David Blunkett has accused Estelle Morris, the former Birmingham MP who quit the Cabinet admitting she wasn't up to the job, of setting back the cause of women in politics.

The former Home Secretary, who himself resigned twice from Tony Blair's Government, makes the claim in his tell-all diaries which have enraged colleagues.

Baroness Morris quit as Education Secretary in October 2002, when she was MP for Yardley in Birmingham, after 14 months in the post.

It followed a series of controversies including a dispute over A-level grades which led to thousands of papers being re-marked and delays in vetting teachers.

In his diaries, Mr Blunkett described Lady Morris's decision to resign as "suicide".

He wrote: "With decent advisers and a decent press office all of it could have been handled perfectly well.

"The worst thing was that she just declared herself as not being up to the job."

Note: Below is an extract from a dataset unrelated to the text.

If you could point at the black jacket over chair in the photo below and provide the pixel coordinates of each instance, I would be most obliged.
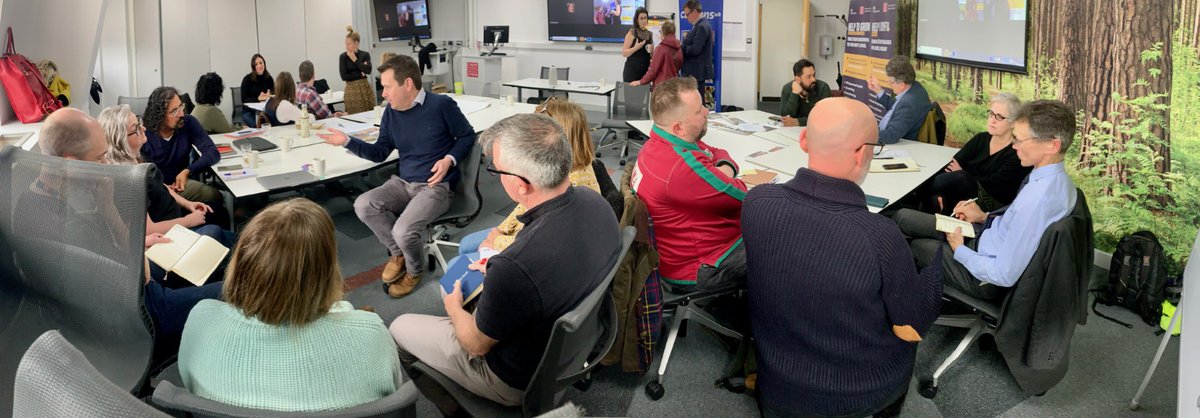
(1038, 317)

He added: "But sadly Estelle has done it, and has become the heroine of the moment - the honest politician, the person who says 'I'm not up to it', the person who says 'I liked my previous job but I don't have the strategic approach to manage this Department'.

"I fear that Estelle's resignation has done damage to the cause of women being promoted."

Mr Blunkett, who also served as Education and Works and Pensions Secretary, described the resignation as "extraordinary".

The book, which is expected to earn Mr Blunkett around £400,000, included claims that Tony Blair kept details of his heart condition secret and once threatened to sack Gordon Brown if he didn't publicly support the Iraq war.